Der Antrieb für das Comeback liege in der Familie. Erst die Drohung seiner Frau, er dürfe die Kinder nicht mehr sehen, habe ihn 2018 - nach dem "Totalabsturz" dazu gebracht, sich in ärztliche Behandlung zu begeben. "Ich habe Lust, meine Kinder aufwachsen zu sehen", sagt das einstige Radidol, das Ende der Neunziger Millionen Deutsche begeistert, bevor er so gnadenlos wie kaum einer vor ihm aus dem Sportolymp gezerrt wurde. Ullrich hat vier Kinder.

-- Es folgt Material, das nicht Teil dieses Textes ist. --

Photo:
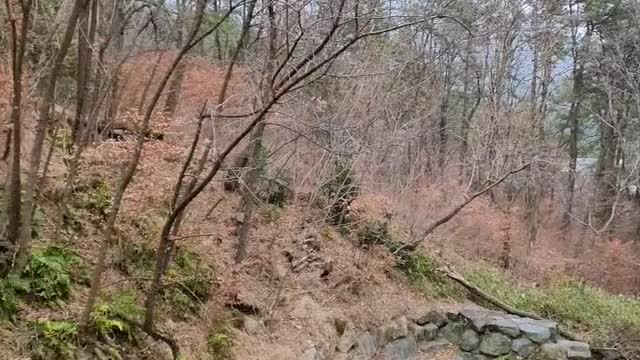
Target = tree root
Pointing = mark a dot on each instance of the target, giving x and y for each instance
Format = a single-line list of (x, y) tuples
[(451, 274), (156, 335)]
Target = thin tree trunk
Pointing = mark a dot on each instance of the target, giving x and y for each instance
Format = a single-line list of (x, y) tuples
[(574, 119), (253, 175), (40, 134), (13, 189)]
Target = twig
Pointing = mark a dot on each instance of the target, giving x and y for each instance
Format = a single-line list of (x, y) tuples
[(451, 274)]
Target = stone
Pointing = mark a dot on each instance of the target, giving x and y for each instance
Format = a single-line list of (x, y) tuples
[(575, 349), (366, 344), (433, 347), (536, 333), (392, 331), (495, 344), (478, 319), (401, 349), (523, 347), (505, 326), (551, 351), (471, 356), (427, 332), (438, 318), (309, 354), (470, 340), (347, 341), (452, 332)]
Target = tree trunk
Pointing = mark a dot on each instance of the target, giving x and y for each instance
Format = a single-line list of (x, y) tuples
[(13, 188), (40, 134), (574, 120), (255, 168)]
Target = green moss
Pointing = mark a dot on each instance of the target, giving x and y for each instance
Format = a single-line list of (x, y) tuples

Gemeinsam mit seiner Ex-Frau Sara hat Ullrich drei Söhne. Hinzu kommt eine Tochter aus seiner früheren Beziehung mit Gaby Weis.

Alle Abstürze sollen nun überwunden sein, berichtet der gefallene und - das ist seine eigene Hoffnung - sich wieder mal berappelte Radheld dem "Stern". "Gott sei Dank bin ich gesund aus der Geschichte herausgekommen. Ich bin froh, dass ich den Weg zurückgeschafft habe, wieder mit beiden Beinen im Leben stehe. Und auch die Kraft aufgebracht habe, mit meinem Leben nochmal ins Reine zu gehen oder aufzuräumen." Ullrich geht es heute gut, die "Hölle", wie er die Jahre vor dem Aufschlag am Boden nannte, hat er durchschritten.